L’amour au sens large

Côté Mômes : L’une des premières choses que vous dites dans votre ouvrage est qu’un enfant ne s’élève pas à l’amour, en tout cas pas qu’à l’amour. Cela remet en cause l’idée si largement admise selon laquelle l’essentiel est d’aimer son enfant pour qu’il soit heureux.

Claude Halmos : L’amour parental, aujourd’hui, est implicitement assimilé à l’amour entre adultes. Donc, on le réduit aux sentiments. Des tas de parents, en toute bonne foi, considèrent que s’ils ont des sentiments forts pour leur enfant, c’est la garantie de son développement.

Or, l’amour parental ne peut pas se réduire à ça. C’est un amour particulier pour deux raisons principales. La première, c’est que ça suppose ce que Dolto appelait un « devoir d’éducation » parce qu’un enfant ne peut pas se construire tout seul, pas sans l’aide de ses parents. La seconde, c’est qu’il faut être conscient de la non possession de l’enfant. On élève un enfant non pas pour le garder pour soi – ce qui est opposé à l’amour entre adultes – mais, au contraire, pour qu’il soit armé pour partir.

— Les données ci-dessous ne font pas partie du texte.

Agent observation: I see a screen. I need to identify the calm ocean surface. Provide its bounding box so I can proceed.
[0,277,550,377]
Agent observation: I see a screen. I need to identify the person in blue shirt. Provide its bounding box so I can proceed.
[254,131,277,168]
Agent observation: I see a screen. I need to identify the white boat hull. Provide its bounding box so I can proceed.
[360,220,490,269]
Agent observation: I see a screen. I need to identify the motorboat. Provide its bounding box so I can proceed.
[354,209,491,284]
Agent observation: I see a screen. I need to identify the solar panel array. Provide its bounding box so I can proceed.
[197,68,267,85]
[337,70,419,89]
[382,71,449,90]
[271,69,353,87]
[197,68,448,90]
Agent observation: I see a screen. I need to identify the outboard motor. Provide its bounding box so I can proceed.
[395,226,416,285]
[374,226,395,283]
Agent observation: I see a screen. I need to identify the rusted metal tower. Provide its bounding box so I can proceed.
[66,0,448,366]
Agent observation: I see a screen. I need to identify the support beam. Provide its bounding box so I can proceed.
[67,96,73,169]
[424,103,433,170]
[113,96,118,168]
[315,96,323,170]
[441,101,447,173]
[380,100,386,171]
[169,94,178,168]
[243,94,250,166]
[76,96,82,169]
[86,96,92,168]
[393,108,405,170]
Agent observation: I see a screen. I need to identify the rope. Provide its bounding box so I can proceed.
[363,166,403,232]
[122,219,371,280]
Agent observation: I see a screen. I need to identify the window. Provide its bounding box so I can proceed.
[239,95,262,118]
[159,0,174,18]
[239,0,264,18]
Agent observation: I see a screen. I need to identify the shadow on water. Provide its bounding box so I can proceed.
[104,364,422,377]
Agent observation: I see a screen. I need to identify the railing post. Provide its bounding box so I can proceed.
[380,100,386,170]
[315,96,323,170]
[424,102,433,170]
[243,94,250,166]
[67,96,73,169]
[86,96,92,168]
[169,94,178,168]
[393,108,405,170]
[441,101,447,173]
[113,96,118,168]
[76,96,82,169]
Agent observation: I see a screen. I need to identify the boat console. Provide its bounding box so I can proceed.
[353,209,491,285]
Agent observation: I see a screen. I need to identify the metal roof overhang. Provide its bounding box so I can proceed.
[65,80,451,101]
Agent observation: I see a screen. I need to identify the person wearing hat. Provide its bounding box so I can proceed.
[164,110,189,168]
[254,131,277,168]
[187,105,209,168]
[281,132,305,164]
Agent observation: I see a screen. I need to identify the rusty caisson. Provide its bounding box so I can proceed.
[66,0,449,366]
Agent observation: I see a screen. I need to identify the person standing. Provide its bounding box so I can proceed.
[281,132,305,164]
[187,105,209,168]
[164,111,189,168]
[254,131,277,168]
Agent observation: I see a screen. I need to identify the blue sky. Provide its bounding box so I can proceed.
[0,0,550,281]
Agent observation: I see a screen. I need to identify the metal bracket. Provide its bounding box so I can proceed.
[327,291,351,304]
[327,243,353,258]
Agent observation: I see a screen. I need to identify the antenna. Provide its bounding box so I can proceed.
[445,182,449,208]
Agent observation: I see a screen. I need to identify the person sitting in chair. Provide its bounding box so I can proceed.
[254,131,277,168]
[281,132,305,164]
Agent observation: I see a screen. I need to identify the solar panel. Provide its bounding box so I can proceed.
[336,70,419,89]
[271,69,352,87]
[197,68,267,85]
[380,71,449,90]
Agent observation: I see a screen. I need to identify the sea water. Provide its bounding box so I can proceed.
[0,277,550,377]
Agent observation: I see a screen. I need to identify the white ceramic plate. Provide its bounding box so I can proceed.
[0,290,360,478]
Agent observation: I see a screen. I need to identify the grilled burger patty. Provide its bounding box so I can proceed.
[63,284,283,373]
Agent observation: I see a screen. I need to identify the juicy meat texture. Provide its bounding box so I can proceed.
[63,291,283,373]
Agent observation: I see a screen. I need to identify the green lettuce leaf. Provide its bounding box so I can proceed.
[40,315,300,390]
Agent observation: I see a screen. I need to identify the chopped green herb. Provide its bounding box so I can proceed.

L’amour n’est pas universel

C.M. : Vous dites très clairement, et c’est assez nouveau aussi, que l’on n’aime pas forcément ses enfants.

C.H. : C’est quand même très curieux. On est à une époque où il y a de la psy dans tous les coins et c’est comme si l’on fonctionnait en oubliant tout ce que nous a appris un siècle de psychanalyse, à savoir essentiellement que les êtres humains ne sont pas des animaux et ne sont pas programmés par l’instinct.

Ce qu’ils vivent passe par leur histoire, par la parole… Quand on raisonne en pensant que tous les parents aiment forcément leurs enfants, on fait comme si les humains étaient des mammifères comme tant d’autres avec une femelle qui lèche son petit et le reconnaît comme tel dès sa naissance. Or, pour que les parents puissent aimer leurs enfants, il faut soit qu’ils aient été aimés eux-mêmes, soit qu’ils aient conscience du manque qui a été le leur.

Un travail sur le long terme

C.M. : Ce que vous dites est intéressant parce que ça déculpabilise en quelque sorte les mères qui ne se sentent pas immédiatement en affinité avec leurs enfants…

C.H. : Je le répète, chez une femme humaine, le lien à l’enfant n’est pas là d’emblée. Et beaucoup de femmes qui accouchent dans d’excellentes conditions, qui ne présentent pas de pathologie me disent qu’elles ont mis du temps à reconnaître ce bébé comme le leur, ce qui est normal. Il y a une espèce d’adoption de l’enfant. L’enfant qui arrive est un enfant réel, forcément différent de celui que l’on a imaginé. Simplement parce qu’il est réel, même s’il est encore plus beau que ce que l’on espérait !

Les dérives de la société moderne

C.M. : Vous expliquez en partie l’abandon de l’éducation par l’évolution très rapide du modèle familial – avec notamment les familles monoparentales ou recomposées – et vous soulignez le déclin des pères au profit de la sacralisation de la mère. A quoi cela est-il dû selon vous ?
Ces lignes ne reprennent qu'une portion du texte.